Effects of the Mn/Ni Ratio on the Battery Performance of Layered Na-Ni-Mn Oxide Cathode Materials in Sodium-ion Batteries

Abstract The development of efficient sodium-ion batteries is essential to overcome the issue of limited lithium sources for preparing lithium-ion batteries. Layered Mn-based cathode materials have significant application potential because of their simple structure and high specific capacities. However, sodium-ion batteries with these cathode materials demonstrate considerable voltage attenuation and phase transition during battery operation. To eliminate these issues, in this study, we investigated the effects of different Mn/Ni ratios in Na-Ni-Mn cathode materials on their structural stability and electrochemical performances. Na0.8MnO2 (NNM-8010), Na0.8Ni0.1Mn0.9O2 (NNM-819), Na0.8Ni0.2Mn0.8O2 (NNM-828), and Na0.8Ni0.3Mn0.7O2 (NNM-837) were synthesized and characterized using X-ray diffraction, X-ray photoelectron spectroscopy, scanning electron microscopy, transmission electron microscopy, and electrochemical analyses.

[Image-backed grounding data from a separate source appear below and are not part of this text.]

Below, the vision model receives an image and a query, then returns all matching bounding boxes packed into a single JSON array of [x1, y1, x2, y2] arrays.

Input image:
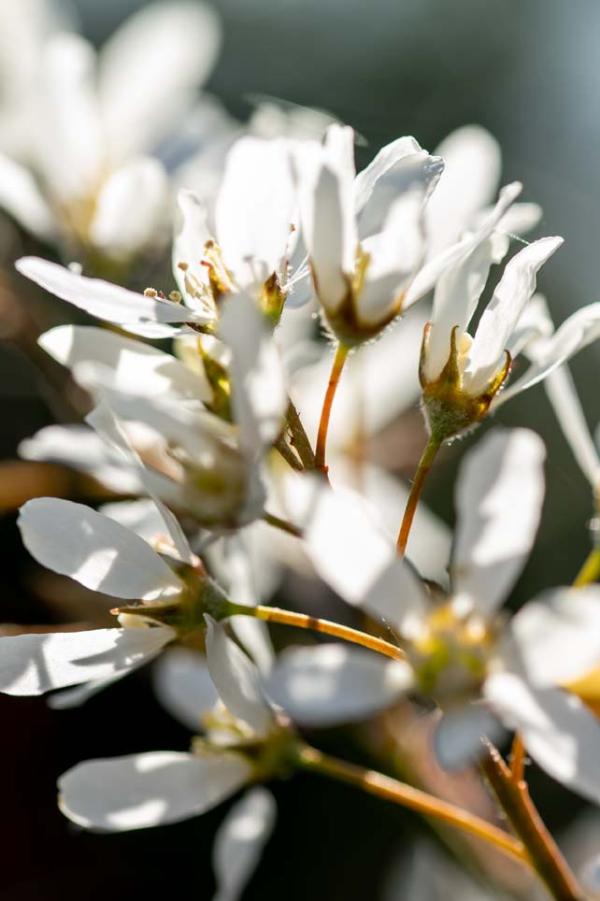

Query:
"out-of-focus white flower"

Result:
[[212, 787, 276, 901], [291, 427, 600, 803], [294, 124, 444, 344], [0, 1, 220, 262]]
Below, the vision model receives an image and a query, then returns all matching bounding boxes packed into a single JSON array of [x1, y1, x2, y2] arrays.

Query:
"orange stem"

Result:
[[396, 435, 441, 555], [315, 344, 349, 475]]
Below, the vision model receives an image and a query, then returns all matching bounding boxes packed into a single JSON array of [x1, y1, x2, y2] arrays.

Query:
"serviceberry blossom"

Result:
[[292, 428, 600, 802], [0, 1, 220, 263]]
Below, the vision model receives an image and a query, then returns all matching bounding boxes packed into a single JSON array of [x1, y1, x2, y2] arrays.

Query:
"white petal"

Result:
[[89, 157, 169, 259], [99, 1, 220, 160], [172, 188, 213, 303], [216, 137, 296, 287], [153, 648, 219, 731], [354, 135, 421, 214], [266, 644, 412, 726], [497, 202, 543, 238], [543, 366, 600, 488], [0, 626, 173, 696], [33, 32, 103, 200], [40, 324, 212, 403], [484, 673, 600, 804], [452, 428, 545, 616], [213, 788, 276, 901], [497, 302, 600, 407], [404, 181, 522, 308], [99, 499, 168, 544], [48, 670, 133, 710], [505, 587, 600, 686], [0, 152, 55, 240], [18, 423, 143, 494], [296, 125, 356, 314], [18, 498, 183, 600], [434, 705, 506, 771], [464, 236, 563, 394], [289, 477, 393, 604], [16, 257, 201, 327], [205, 617, 274, 738], [219, 293, 287, 453], [424, 236, 494, 382], [59, 750, 250, 831], [426, 125, 502, 256]]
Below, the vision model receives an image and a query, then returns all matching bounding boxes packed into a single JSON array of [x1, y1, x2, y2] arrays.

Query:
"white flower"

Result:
[[293, 428, 600, 803], [33, 293, 287, 530], [425, 124, 541, 259], [513, 296, 600, 496], [0, 2, 220, 261], [0, 497, 189, 697], [294, 124, 444, 343]]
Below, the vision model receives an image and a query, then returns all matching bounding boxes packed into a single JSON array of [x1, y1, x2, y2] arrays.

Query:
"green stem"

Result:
[[262, 511, 303, 539], [573, 547, 600, 587]]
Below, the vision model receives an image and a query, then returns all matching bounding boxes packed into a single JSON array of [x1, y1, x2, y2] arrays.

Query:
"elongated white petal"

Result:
[[205, 617, 274, 738], [543, 366, 600, 488], [266, 644, 412, 726], [219, 293, 287, 453], [287, 475, 428, 630], [504, 587, 600, 686], [434, 705, 506, 771], [89, 157, 169, 259], [404, 181, 522, 308], [34, 32, 103, 200], [18, 423, 143, 494], [216, 137, 296, 287], [16, 257, 201, 327], [172, 188, 213, 304], [153, 648, 219, 731], [464, 237, 563, 394], [213, 787, 276, 901], [0, 626, 173, 696], [289, 478, 392, 604], [426, 126, 502, 256], [0, 152, 55, 240], [99, 499, 167, 543], [354, 135, 421, 214], [452, 429, 545, 616], [59, 750, 251, 831], [484, 673, 600, 804], [19, 498, 183, 599], [99, 1, 220, 160], [497, 302, 600, 407], [425, 237, 494, 382], [296, 125, 356, 314], [40, 324, 212, 403]]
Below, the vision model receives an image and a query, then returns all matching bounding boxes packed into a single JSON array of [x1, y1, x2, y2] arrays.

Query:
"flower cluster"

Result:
[[3, 8, 600, 899]]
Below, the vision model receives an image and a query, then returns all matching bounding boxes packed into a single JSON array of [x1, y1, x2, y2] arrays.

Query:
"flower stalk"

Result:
[[296, 744, 530, 867], [230, 603, 406, 662], [315, 343, 349, 475], [482, 743, 584, 901], [396, 433, 442, 555]]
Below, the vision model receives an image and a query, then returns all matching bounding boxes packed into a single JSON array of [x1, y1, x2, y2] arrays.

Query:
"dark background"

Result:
[[1, 1, 599, 898]]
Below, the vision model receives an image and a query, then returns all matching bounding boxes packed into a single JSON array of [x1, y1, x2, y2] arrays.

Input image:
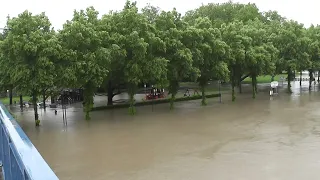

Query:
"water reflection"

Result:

The addition of Ni+ increased the Mn oxidation state from + 3 to + 4, thus reducing the Jahn–Teller effect of Mn3+ and stabilizing the material structure. NNM-819 exhibited the best electrochemical performance. Its initial discharge specific capacity was 198.5mAh g− 1 at a current density of 0.2C, and the capacity retention rate after 100 cycles was 86.9% at 0.5C. Moreover, its capacity retention rate at 1.0C high-rate cycling after 100 cycles remained high 81.9%.